In 2013, Cui and colleagues performed the largest GWAS to date. Following international collaboration, 2706 RA patients from 13 different cohorts treated with etanercept, infliximab, or adalimumab were investigated. Response was defined as the change in DAS-28 at 3 to 12 months. No association reaching genome-wide significance was detected. A subset analysis revealed SNP rs6427528 nearing genome-wide significance ( P = 8 × 10 −8 ) in the etanercept-treated group. rs6427528 is thought to disrupt transcription binding site motifs of CD84 and is associated with higher CD84 expression in peripheral blood mononuclear cells. CD84 is involved in T-cell activation and maturation and acts as a costimulatory molecule for interferon-γ secretion. Despite the strong initial association, the SNP failed to replicate in Portuguese and Japanese cohorts (n = 290).
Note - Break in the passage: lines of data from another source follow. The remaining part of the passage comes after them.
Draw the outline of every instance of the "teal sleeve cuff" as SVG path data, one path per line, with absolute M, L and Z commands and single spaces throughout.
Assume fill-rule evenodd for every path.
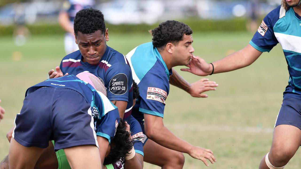
M 136 153 L 138 153 L 138 154 L 140 154 L 141 155 L 142 155 L 142 156 L 144 157 L 144 153 L 143 153 L 143 152 L 142 152 L 142 151 L 140 150 L 135 150 L 135 152 Z
M 101 136 L 102 137 L 104 137 L 105 138 L 107 138 L 109 140 L 109 143 L 110 144 L 111 143 L 111 137 L 110 137 L 110 136 L 106 134 L 105 133 L 101 133 L 101 132 L 98 132 L 96 133 L 96 135 L 99 136 Z
M 252 40 L 250 41 L 249 42 L 249 43 L 250 44 L 250 45 L 251 45 L 253 46 L 254 48 L 255 48 L 256 49 L 261 52 L 269 52 L 270 51 L 271 51 L 271 49 L 263 49 L 263 48 L 262 48 L 258 46 L 257 46 L 256 44 L 254 43 L 254 42 L 252 41 Z
M 139 111 L 141 112 L 144 113 L 149 114 L 152 115 L 155 115 L 159 117 L 161 117 L 162 118 L 163 118 L 163 114 L 159 112 L 154 111 L 151 111 L 146 110 L 141 108 L 139 108 Z

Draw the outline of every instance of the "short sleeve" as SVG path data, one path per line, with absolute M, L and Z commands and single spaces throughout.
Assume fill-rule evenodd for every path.
M 105 79 L 109 100 L 128 101 L 132 82 L 132 75 L 130 68 L 125 63 L 117 63 L 110 67 L 106 72 Z
M 249 43 L 261 52 L 269 52 L 278 42 L 273 27 L 279 19 L 280 6 L 271 11 L 263 19 L 257 31 Z
M 138 84 L 139 111 L 163 118 L 169 83 L 165 72 L 161 74 L 149 71 Z
M 131 116 L 131 136 L 133 140 L 133 144 L 135 152 L 144 155 L 143 153 L 143 143 L 144 138 L 141 126 L 139 122 L 132 116 Z

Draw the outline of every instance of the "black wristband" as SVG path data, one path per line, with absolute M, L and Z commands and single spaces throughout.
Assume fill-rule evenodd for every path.
M 211 75 L 213 74 L 213 71 L 214 71 L 214 66 L 213 66 L 213 64 L 212 64 L 212 63 L 210 63 L 209 64 L 212 65 L 212 72 L 211 72 L 211 74 L 209 75 Z

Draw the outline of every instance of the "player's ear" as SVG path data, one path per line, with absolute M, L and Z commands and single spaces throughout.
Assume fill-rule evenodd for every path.
M 165 48 L 166 48 L 166 50 L 167 52 L 168 52 L 168 53 L 170 54 L 172 54 L 174 46 L 174 45 L 171 43 L 169 43 L 166 44 Z
M 104 32 L 104 38 L 106 38 L 106 41 L 109 41 L 109 29 L 107 28 Z
M 75 35 L 75 32 L 73 32 L 74 34 L 74 37 L 75 37 L 75 43 L 77 44 L 77 37 L 76 37 L 76 35 Z

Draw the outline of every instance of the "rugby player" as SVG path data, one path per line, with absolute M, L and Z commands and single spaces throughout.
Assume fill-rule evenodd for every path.
M 1 100 L 0 100 L 0 103 L 1 103 Z M 4 117 L 4 114 L 5 113 L 5 110 L 2 107 L 0 106 L 0 121 Z
M 279 43 L 289 74 L 282 104 L 276 119 L 269 152 L 260 169 L 282 169 L 301 145 L 301 1 L 283 0 L 263 19 L 249 44 L 242 49 L 209 64 L 194 57 L 182 69 L 200 76 L 231 71 L 250 65 L 263 52 Z
M 206 159 L 213 164 L 216 160 L 211 150 L 181 139 L 163 122 L 172 68 L 188 64 L 194 51 L 191 45 L 192 31 L 183 23 L 168 20 L 151 32 L 152 42 L 138 46 L 126 55 L 133 79 L 139 88 L 140 94 L 132 115 L 146 135 L 144 161 L 163 168 L 182 168 L 184 162 L 182 152 L 184 152 L 201 160 L 207 166 Z M 214 90 L 217 86 L 213 82 L 209 84 L 206 84 L 209 85 L 207 90 Z
M 119 118 L 117 108 L 92 85 L 97 88 L 69 75 L 27 89 L 15 120 L 10 168 L 33 168 L 52 140 L 56 151 L 64 149 L 71 168 L 102 168 Z
M 50 70 L 49 78 L 84 71 L 93 74 L 106 88 L 108 98 L 118 107 L 120 117 L 130 125 L 132 134 L 141 133 L 138 121 L 131 124 L 136 120 L 130 116 L 133 106 L 132 71 L 124 56 L 107 45 L 109 33 L 102 13 L 92 8 L 81 10 L 74 18 L 73 27 L 79 50 L 65 57 L 55 72 Z M 141 139 L 143 136 L 139 134 L 135 139 Z M 135 167 L 137 169 L 143 167 L 144 155 L 142 146 L 138 144 L 134 144 L 139 158 Z
M 81 9 L 92 7 L 94 0 L 68 0 L 64 2 L 61 11 L 58 15 L 58 21 L 66 31 L 64 37 L 64 45 L 66 54 L 68 54 L 78 50 L 75 43 L 73 21 L 76 12 Z

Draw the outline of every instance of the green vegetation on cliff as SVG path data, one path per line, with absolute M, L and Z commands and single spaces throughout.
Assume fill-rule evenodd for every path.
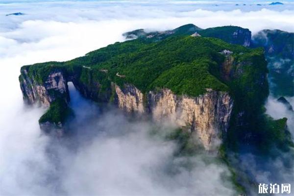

Recently, a rigorous community-based assessment of the utility of SNP data for predicting anti-TNF treatment efficacy in RA patients was performed in the context of a DREAM Challenge ( www.synapse.org/RA_Challenge ). This approach enabled the comparative evaluation of treatment response predictions developed by 73 research groups using the most comprehensive available data on TNFi response and genome-wide data. Unfortunately, no significant genetic contribution to prediction accuracy was observed.